Удаление загрязненных продуктов привело к их нехватке, и агентство заявляет, что работает над их устранением.Одним из решений, предлагаемых властями, является временное разрешение на дальнейшее распространение определенных партий лозартана, препарата, также подверженного заражению. «Наши ученые считают, что это не приведет к значительному увеличению риска рака в течение времени, необходимого для вывода на рынок лозартана без примесей», — говорится в заявлении. FDA прогнозирует, что это произойдет в течение 6 месяцев.

Взгляд кардиолога

Хотя список должен помочь врачам и аптекам сосредоточиться на проверенных лекарствах, Гай Л.Минц, доктор медицины, директор отделения сердечно-сосудистой системы и липидологии в больнице Sandra Atlas Bass Heart Hospital в Манхассете, штат Нью-Йорк, не уверен, что это произойдет.

«Я не очень верю, что аптеки снабжают свои полки [только] проверенными лекарствами», — говорит он. «Приятно, что FDA провело должную осмотрительность и проверило 40 препаратов», — говорит он. Но «теперь вы должны полагаться на аптеку».

Многие пациенты пользуются услугами аптек с доставкой по почте, и производителей лекарств можно менять без предупреждения, говорит он.

Он не согласен с утверждением FDA о том, что люди, использующие зараженный лозартан, могут продолжать принимать его до тех пор, пока не появятся свободные от загрязнений поставки этого препарата. Хотя риск рака считается небольшим, по его словам, многие пациенты, особенно те, кто уже пережил рак, считают этот риск неприемлемым.

Эти пациенты могут спросить своих врачей о переходе на другие типы БРА, говорит он. «Есть еще два члена класса ARB, которые на самом деле действуют дольше», — говорит он.К ним относятся телмисартан (Микардис) и олмесартан (Беникар). «Насколько мне известно, эти двое никогда не были заражены».

Его совет тем, кто принимает лекарства от кровяного давления: «Не прекращайте прием лекарств.
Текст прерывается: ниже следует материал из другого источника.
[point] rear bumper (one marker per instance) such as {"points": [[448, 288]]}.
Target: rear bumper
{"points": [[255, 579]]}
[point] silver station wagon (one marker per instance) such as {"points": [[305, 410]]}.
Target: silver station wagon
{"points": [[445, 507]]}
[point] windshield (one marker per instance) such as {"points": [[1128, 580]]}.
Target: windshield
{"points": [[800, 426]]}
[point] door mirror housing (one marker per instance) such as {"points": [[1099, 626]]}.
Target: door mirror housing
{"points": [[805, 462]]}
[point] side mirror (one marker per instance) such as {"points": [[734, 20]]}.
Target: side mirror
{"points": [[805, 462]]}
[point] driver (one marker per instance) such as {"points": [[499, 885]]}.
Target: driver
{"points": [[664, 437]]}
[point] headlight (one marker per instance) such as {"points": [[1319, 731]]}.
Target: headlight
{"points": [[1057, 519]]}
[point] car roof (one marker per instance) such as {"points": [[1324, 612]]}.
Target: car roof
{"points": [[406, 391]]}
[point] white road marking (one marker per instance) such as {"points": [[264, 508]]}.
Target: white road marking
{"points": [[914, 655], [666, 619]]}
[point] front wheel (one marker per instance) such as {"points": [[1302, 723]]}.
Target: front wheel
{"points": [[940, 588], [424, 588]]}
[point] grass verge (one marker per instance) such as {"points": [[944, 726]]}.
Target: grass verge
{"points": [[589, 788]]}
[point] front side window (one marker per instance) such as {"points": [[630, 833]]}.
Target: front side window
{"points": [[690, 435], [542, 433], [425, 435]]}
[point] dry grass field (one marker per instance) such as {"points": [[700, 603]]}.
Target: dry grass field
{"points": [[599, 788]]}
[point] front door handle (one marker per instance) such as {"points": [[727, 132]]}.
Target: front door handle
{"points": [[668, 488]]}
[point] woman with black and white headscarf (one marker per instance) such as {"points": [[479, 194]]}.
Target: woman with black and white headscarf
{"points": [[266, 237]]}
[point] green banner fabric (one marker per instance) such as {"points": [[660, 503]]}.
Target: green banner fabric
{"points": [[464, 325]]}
Вы можете нанести себе больший вред, если остановитесь».

Тем, кто принимает зараженные лекарства, он говорит: «Позвоните своему врачу. Запишитесь на прием, чтобы обсудить альтернативную медицину для вашего высокого кровяного давления ».

« Я бы также посоветовал пациентам обращаться в свои аптеки, — говорит он, — чтобы убедиться, что они пользуются маркой, проверенной FDA и доказанной безопасностью.